When Goethe visited the Dresden Gallery, he noted the “emotion experienced up entering a House of God.” He was referring to the positive and uplifting emotions, not fear and trembling at the prospect of encountering the Old Testament God. William Hazlitt, the brilliant nineteenth-centuray essayist, said that going to the National Gallery on Pall Mall was like making a pilgrimage to the “holy of holies… [an] act of devotion performed at the shrine of art.” Once again it would appear that this God of Art is a benevolent one who will not strike young William down with a bolt of lightning for an occasional aesthetic sin. If such a punishment sounds like an exaggeration, keep in mind that not too long before Hazlitt’s time, one could indeed be burned at the stake for small blasphemies. And if the appreciation of the finer realms of art and music is akin to praying at a shrine, then one must accept that artistic blasphemy also has its consequences.

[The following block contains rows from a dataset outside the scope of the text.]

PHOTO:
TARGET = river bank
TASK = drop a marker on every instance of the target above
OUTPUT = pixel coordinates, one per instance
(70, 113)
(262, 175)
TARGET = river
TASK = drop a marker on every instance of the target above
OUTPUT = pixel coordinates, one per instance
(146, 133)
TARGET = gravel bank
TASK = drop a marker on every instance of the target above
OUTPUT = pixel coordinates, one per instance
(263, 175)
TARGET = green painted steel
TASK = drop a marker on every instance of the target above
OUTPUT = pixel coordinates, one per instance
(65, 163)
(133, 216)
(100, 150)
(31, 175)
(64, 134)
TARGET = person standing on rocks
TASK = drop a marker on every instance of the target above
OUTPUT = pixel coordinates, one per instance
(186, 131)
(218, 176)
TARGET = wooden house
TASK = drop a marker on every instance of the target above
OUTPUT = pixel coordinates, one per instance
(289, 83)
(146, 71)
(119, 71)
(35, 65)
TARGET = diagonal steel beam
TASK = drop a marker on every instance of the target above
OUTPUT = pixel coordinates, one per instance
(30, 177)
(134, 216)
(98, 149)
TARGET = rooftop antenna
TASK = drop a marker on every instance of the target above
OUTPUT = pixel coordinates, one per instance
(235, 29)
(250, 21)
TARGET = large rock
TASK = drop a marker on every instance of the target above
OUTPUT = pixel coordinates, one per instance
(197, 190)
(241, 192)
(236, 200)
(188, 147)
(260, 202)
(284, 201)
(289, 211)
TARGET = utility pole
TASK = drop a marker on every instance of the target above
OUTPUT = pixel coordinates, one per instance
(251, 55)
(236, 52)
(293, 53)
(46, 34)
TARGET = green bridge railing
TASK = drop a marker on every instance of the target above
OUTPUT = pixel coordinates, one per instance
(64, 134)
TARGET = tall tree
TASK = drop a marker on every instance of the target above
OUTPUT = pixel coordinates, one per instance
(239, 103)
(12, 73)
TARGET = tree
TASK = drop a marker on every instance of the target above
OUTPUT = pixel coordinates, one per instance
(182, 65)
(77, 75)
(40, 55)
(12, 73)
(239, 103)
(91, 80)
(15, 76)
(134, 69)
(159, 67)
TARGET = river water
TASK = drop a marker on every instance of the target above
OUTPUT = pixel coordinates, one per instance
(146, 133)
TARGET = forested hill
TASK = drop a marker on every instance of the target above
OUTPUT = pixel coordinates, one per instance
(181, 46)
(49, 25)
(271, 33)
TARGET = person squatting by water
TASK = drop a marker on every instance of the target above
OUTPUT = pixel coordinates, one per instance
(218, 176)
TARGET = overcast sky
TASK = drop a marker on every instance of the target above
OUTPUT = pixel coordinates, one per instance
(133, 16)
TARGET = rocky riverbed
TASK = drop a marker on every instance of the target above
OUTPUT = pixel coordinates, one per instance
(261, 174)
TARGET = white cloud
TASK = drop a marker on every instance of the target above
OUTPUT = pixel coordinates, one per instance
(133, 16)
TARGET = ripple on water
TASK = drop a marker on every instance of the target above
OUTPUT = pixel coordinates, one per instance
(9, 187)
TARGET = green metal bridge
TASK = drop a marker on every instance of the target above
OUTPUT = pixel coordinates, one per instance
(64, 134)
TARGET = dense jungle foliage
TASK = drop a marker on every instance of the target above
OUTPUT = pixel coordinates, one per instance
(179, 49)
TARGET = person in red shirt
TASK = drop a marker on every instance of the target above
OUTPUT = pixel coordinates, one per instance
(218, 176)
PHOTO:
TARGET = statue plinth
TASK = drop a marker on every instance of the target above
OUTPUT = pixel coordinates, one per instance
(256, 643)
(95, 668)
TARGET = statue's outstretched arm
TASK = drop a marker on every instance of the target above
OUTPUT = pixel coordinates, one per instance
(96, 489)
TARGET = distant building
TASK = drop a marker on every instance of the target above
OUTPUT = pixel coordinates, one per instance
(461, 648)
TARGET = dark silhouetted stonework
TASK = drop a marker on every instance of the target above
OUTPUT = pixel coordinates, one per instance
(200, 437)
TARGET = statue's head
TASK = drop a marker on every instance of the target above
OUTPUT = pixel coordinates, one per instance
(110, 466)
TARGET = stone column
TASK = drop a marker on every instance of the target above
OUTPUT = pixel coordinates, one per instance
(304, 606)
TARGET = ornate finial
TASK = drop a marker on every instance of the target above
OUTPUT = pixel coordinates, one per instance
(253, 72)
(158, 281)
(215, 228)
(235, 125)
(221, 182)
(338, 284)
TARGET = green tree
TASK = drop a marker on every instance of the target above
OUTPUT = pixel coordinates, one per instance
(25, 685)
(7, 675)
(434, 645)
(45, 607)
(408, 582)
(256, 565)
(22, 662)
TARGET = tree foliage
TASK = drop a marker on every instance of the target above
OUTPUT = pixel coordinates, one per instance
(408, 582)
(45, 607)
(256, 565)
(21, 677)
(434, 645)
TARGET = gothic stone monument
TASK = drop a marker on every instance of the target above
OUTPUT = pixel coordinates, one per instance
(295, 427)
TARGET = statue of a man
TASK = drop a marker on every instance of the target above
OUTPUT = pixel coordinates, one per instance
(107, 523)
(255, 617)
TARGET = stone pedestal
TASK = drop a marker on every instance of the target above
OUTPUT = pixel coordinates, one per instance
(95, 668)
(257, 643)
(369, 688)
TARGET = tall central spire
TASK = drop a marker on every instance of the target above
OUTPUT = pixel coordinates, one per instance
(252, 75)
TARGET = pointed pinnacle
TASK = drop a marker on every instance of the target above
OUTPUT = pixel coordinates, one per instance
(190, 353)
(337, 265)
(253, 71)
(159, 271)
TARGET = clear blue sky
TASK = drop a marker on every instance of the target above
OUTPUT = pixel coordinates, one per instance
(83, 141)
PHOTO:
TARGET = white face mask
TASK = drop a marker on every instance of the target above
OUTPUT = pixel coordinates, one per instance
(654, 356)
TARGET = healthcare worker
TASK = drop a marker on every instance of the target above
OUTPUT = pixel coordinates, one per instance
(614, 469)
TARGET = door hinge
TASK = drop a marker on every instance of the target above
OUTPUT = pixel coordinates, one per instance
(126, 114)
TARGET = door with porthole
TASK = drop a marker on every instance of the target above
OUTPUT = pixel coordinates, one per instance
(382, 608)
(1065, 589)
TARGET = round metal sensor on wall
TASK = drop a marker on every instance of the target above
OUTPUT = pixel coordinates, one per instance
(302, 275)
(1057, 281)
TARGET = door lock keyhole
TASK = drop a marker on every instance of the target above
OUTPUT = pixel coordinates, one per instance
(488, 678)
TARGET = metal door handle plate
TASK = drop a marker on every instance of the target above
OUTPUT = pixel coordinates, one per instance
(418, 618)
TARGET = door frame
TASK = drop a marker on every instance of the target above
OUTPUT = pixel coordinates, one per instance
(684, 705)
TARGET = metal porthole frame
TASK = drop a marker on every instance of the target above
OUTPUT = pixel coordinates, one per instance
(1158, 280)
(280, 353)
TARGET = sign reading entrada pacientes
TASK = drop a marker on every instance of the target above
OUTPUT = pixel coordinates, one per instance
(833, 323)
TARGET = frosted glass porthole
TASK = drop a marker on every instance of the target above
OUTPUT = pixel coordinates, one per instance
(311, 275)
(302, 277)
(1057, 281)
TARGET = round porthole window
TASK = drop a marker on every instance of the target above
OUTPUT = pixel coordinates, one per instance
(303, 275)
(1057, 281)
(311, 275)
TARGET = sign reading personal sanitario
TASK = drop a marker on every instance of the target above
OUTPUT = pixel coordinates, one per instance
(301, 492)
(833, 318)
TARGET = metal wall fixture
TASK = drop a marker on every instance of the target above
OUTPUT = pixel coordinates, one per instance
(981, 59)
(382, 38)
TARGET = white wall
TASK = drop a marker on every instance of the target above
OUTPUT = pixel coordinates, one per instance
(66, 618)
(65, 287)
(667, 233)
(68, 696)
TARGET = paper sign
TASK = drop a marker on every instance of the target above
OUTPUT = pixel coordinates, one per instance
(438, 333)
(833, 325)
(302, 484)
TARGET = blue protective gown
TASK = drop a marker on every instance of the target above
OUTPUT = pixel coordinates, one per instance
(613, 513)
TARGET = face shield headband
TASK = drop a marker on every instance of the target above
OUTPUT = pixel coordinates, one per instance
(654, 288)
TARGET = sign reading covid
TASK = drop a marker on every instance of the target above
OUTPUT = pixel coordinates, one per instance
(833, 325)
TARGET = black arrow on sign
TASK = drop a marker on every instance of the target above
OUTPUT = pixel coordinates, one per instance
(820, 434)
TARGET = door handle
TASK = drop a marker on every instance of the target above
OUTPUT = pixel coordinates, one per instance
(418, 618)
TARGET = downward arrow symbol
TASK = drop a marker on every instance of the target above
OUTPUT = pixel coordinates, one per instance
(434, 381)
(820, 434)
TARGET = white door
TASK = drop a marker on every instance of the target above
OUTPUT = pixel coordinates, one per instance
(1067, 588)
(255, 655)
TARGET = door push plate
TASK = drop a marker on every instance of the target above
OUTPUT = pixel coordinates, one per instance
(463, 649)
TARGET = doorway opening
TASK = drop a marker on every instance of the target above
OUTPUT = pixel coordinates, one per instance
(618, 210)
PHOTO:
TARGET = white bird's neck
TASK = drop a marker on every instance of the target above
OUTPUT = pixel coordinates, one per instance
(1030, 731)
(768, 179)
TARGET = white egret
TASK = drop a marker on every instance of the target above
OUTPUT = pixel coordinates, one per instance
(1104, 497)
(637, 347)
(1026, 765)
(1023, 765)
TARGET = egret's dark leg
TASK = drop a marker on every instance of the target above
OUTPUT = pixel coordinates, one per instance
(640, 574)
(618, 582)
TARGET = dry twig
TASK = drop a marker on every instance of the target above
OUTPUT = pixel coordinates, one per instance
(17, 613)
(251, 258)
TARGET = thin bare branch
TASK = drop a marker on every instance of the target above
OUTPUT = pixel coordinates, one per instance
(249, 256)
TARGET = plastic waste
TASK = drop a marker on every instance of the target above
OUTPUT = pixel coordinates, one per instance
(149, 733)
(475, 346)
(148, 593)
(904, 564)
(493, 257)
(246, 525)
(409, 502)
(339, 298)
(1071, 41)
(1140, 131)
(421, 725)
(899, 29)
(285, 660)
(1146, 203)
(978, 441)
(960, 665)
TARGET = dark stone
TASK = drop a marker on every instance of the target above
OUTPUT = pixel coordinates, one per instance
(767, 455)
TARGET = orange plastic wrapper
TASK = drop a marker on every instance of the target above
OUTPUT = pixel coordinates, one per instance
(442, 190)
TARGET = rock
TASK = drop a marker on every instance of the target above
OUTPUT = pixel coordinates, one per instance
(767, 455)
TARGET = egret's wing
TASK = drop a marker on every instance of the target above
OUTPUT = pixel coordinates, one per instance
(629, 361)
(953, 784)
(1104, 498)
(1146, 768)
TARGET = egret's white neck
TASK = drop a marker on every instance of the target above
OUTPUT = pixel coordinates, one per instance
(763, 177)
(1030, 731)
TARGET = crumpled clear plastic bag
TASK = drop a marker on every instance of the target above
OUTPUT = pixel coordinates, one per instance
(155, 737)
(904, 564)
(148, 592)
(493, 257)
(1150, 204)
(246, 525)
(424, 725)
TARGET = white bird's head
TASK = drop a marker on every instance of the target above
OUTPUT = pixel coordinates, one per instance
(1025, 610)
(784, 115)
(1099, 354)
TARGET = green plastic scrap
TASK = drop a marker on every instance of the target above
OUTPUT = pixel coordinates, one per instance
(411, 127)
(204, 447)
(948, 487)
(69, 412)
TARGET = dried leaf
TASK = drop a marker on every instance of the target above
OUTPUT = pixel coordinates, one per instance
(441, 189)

A corollary to the idea that high art is good for you is that it can be prescribed like medicine. Like a kind of inoculation, it can arrest, and possibly even begin to reverse, our baser tendencies. The Romantic poet Samuel Taylor Coleridge wrote that the poor needed art “to purify their tastes and wean them from [their] polluting and debasing habits.” Charles Kingsley, a nineteenth-century English novelist, was even more explicit: “Pictures raise blessed thoughts in me—why not in you, my brother? Believe it, toil-worn worker, in spite of thy foul alley, they crowded lodging, thy thin, pale wife, believe it, thou too, and thine will some day have your share of beauty.” Galleries like Whitechapel in London were opened in working-class neighborhoods so that the downtrodden might have a taste of the finer things in life. Having done a little bit of manual labor myself, I can attest that sometimes beer, music, or TV might be all one is ready for after a long day of physically demanding work.
Across the ocean, the titans of American industry continued this trend. They founded the Metropolitan Museum of Art in New York in 1872, filling it with works drawn from their massive European art collections in the hope that the place would act as a unifying force for an increasingly diverse citizenry—a matter of some urgency, given the massive number of immigrants who were joining the nation. One of the Met’s founders, Joseph Hodges Chosate, wrote, “Knowledge of art in its higher forms of beauty would tend directly to humanize, to educate and to refine a practical and laborious people.
The late Thomas Hoving, who ran the Met in the sixties and seventies, and his rival J. Carter Brown, who headed the National Gallery in Washington DC, both felt that democratizing art meant getting everyone to like the things that they liked. It meant letting everyone know that here, in their museums, was the good stuff, the important stuff, the stuff with that mystical aura. [The book illustrates] a promotion the Met did in the sixties in LIFE magazine. The idea was that even reduced to the size of a postcard, reproductions of verified masterpieces could still enlighten the American masses. And so cheap!